A proteção de crianças, adolescentes e mulheres em regiões ribeirinhas e de difícil acesso esteve no centro dos debates do evento “Manas que Protegem”, realizado em Brasília. O encontro reuniu representantes do Ministério de Portos e Aeroportos, do Conselho Nacional do Ministério Público (CNMP), do Ministério Público Militar, além de organizações da sociedade civil e entidades ligadas ao setor de infraestrutura.
Durante o evento foi celebrado um Acordo de Cooperação Técnica entre o Ministério de Portos e Aeroportos e o CNMP para promover ações voltadas à garantia de direitos e ao enfrentamento da violência contra crianças, adolescentes e mulheres nos setores portuário, hidroviário e aeroviário.
A iniciativa contou com o apoio do IBI Social, braço social do Instituto Brasileiro de Infraestrutura (IBI), que vem atuando na articulação entre órgãos públicos, empresas e instituições para ampliar ações de proteção em comunidades vulneráveis.
Construindo pontes
Presidente do IBI Social, Eliane Sammarco destacou que o principal papel da instituição é justamente conectar iniciativas que já existem, mas que muitas vezes atuam de forma isolada.
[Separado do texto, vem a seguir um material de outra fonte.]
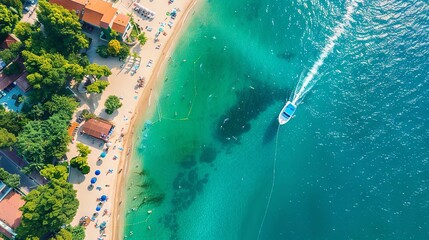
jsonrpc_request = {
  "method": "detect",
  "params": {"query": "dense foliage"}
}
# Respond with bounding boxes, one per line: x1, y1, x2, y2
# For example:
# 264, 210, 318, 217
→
0, 168, 21, 188
40, 164, 68, 181
16, 178, 79, 239
16, 114, 70, 164
86, 80, 109, 93
0, 4, 20, 36
37, 0, 88, 55
97, 40, 130, 60
0, 128, 16, 148
104, 95, 122, 114
49, 228, 73, 240
0, 108, 28, 135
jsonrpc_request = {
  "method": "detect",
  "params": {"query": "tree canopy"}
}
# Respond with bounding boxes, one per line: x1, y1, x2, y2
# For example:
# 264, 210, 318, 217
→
44, 95, 79, 119
0, 128, 16, 148
107, 39, 121, 56
16, 114, 70, 163
37, 0, 89, 55
85, 63, 112, 78
0, 109, 28, 136
16, 179, 79, 239
0, 0, 22, 14
104, 95, 122, 114
13, 22, 33, 42
0, 168, 21, 188
76, 143, 91, 157
49, 228, 73, 240
86, 80, 109, 93
40, 164, 68, 181
0, 4, 21, 36
22, 50, 83, 100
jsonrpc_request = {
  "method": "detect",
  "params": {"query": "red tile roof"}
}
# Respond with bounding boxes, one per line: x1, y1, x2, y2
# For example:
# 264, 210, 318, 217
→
80, 118, 113, 140
112, 14, 131, 33
82, 0, 118, 28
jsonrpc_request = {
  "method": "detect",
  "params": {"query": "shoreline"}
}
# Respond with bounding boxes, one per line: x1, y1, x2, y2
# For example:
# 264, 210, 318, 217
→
111, 0, 198, 239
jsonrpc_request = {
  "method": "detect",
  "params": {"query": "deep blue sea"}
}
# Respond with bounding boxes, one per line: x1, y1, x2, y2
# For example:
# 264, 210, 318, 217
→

“Quando a gente formou o IBI Social, tinha mil ideias. Depois fomos percebendo que dentro do nosso próprio setor já existiam muitas ações importantes acontecendo. O papel do IBI Social é justamente construir pontes entre o setor público, o setor privado, a Marinha do Brasil e diversas instituições que trabalham com essa pauta”, afirmou.

Segundo ela, o evento mostrou na prática como diferentes organizações podem atuar de forma integrada.
“Estamos aqui com o Ministério de Portos e Aeroportos, Ministério Público, Ministério do Turismo, organizações da sociedade civil. O importante é justamente isso: aproximar pessoas e fortalecer ações que já estão acontecendo”, destacou.
Realidade distante dos grandes centros
Durante o debate, uma das preocupações apresentadas foi a situação enfrentada por meninas e adolescentes que vivem em regiões isoladas da Amazônia e em comunidades ribeirinhas.
Segundo Eliane Sammarco, muitas dessas jovens convivem com situações de exploração que acabam sendo naturalizadas ao longo dos anos.
“Quando a gente fala dessas regiões remotas, estamos falando de uma realidade muito diferente da que vemos nos grandes centros. Muitas meninas crescem acreditando que não existe outra perspectiva de vida. Elas não enxergam oportunidades de trabalho, de capacitação ou de construção de um futuro diferente”, explicou.
A presidente do IBI Social ressaltou que a falta de acesso a serviços públicos e oportunidades contribui para a vulnerabilidade dessas populações.
“Nosso desafio é justamente criar caminhos para que essas meninas tenham acesso à qualificação profissional, educação e oportunidades reais de transformação.”
Barco leva atendimento onde estradas não chegam
Entre os projetos apresentados durante o evento está o Barco Infância Protegida, iniciativa que busca levar atendimento, acolhimento e orientação para comunidades de difícil acesso.
Para Eliane, a proposta é fundamental porque muitas dessas localidades só podem ser alcançadas por via fluvial.
“Primeiro é preciso escutar essas pessoas. E muitas vezes só conseguimos chegar até elas por meio dos rios. O barco permite levar atendimento, orientação, apoio psicológico e proteção para comunidades que normalmente estão longe das estruturas tradicionais do Estado”, afirmou.
Ela também destacou que o projeto foi concebido com foco em sustentabilidade e inclusão social.
Próximos passos
Após o evento, o foco agora passa a ser transformar os debates em ações concretas.
Segundo Eliane Sammarco, empresas mantenedoras do Instituto Brasileiro de Infraestrutura já procuraram o IBI Social para discutir formas de participação e apoio às iniciativas apresentadas.
“Agora começa a parte mais importante, que é a entrega. Já temos reuniões marcadas com empresas do setor para mostrar os projetos e discutir como podemos unir forças. A resposta tem sido muito positiva e isso mostra que existe disposição para construir soluções conjuntas”, afirmou.
A expectativa é que a cooperação entre poder público, iniciativa privada e organizações sociais amplie o alcance das ações de proteção e garanta mais oportunidades para crianças e adolescentes que vivem em regiões historicamente marcadas pelo isolamento e pela vulnerabilidade social.